Que voit-on ? Deux grands gus aux allures de croque-mort, efflanqués, pâles comme des cachous, aussi tristes que Buster Keaton. Un intérieur de palais vermoulu (à vendre ?), une copie de toile de maître, un lustre vénitien, des pompes trop blanches, un sac pourri, un bouquet de lys (à moitié caché par le « I » de Valentino).

 

 

 

>> Soyons clairs.

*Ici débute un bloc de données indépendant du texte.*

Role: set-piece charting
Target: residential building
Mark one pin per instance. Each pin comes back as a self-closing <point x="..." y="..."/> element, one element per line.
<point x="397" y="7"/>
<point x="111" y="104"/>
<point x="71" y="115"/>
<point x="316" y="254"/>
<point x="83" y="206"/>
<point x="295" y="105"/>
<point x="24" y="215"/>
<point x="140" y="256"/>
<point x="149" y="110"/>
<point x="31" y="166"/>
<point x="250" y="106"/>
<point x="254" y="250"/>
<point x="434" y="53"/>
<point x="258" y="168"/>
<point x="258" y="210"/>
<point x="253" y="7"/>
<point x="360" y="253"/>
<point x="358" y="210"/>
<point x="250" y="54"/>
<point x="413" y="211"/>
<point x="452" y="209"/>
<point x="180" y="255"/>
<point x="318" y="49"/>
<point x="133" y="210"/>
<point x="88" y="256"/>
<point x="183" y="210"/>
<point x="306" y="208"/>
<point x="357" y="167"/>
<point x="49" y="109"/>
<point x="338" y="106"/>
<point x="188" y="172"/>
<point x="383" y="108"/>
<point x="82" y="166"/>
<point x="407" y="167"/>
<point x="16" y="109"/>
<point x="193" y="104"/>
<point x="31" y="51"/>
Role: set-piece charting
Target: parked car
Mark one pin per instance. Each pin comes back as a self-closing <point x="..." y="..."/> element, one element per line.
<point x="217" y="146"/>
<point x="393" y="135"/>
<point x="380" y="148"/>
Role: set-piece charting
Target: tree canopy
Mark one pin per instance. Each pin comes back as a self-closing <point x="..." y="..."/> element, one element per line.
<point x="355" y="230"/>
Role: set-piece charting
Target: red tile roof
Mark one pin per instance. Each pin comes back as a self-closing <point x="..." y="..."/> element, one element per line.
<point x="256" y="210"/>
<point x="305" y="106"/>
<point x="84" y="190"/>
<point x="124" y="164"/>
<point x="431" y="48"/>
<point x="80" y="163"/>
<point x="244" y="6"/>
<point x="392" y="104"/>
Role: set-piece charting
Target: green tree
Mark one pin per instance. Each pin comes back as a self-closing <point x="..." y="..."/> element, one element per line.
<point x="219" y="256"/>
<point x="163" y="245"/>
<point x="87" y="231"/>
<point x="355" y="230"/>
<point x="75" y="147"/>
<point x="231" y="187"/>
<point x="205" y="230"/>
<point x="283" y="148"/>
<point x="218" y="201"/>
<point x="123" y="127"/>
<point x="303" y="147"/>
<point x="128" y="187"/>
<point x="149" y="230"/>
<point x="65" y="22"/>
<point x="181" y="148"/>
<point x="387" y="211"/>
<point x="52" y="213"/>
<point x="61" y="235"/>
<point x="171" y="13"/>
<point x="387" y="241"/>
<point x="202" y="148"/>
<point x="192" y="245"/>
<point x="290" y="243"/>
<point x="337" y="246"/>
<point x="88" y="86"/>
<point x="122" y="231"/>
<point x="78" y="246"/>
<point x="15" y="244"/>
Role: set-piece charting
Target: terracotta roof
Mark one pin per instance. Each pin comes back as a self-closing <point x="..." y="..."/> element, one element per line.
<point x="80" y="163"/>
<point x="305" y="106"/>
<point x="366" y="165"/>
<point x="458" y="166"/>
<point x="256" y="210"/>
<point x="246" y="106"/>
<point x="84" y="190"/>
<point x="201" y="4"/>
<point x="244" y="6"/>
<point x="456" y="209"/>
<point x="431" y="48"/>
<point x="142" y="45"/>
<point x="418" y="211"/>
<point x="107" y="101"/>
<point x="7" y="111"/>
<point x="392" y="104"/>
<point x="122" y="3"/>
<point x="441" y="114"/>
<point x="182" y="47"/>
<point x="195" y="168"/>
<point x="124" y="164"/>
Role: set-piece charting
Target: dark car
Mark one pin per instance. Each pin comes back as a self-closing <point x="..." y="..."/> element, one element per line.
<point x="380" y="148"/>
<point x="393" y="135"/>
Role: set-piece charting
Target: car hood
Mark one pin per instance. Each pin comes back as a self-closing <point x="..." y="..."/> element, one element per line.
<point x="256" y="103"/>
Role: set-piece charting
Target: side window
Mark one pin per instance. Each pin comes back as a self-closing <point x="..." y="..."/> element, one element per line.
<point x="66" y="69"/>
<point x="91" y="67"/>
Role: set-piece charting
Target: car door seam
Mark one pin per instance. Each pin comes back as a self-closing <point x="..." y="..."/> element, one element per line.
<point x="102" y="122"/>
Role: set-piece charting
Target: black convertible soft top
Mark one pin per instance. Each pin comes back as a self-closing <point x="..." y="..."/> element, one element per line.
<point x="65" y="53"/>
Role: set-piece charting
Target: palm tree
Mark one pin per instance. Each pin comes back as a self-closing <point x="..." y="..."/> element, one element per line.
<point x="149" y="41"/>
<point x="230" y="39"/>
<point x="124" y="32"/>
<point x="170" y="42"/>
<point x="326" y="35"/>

Si vous n’êtes pas très en forme, si vous sortez tout juste d’une rupture, d’un deuil, d’une maladie invalidante, tournez vite la page, cliquez ailleurs : cette campagne Valentino ne vous fera aucun bien. 

De fait, en dehors d’un discours d’Edouard Balladur, d’un paquet de Pépito vide, d’un film d’Alexandre Sokourov ou d’une fin de soirée avec Michel Houellebecq… rien n’est plus déprimant1.

Lumière de Catacombes, décor de palais décati, grands échalas tout pâles, regards lourds : chaque détail renvoie à la mélancolie, aux gloires éteintes, aux mille et un tourments de l’existence.

Personne n’aurait même l’idée de demander à ces deux garçons : « Comment ça va ? ». Tant la réponse est évidente : « Mal ». Mais alors : vachement, quoi.

Et comme nous ne sommes pas des monstres d’indifférence, on s’inquiète, évidemment, on s’interroge : quel drame peut-il donc ébranler à ce point le moral de Valentino ? 

>> La réponse est tombée, poignante, au détour du bilan 2017 de l’entreprise italienne2.

Attention, âmes sensibles s’abstenir : l’an dernier, Valentino a réalisé un chiffre d’affaires de 1,1 milliard d’euros, soit une hausse de 5 %… SEULEMENT. Car ses ventes avaient grimpé de 12 % en 2016 et de 47% en 2015. 

Vous saisissez l’angoisse ??? 

La société n’a dégagé qu’un profit (avant impôts) de 190 millions d’euros.  M****, quoi !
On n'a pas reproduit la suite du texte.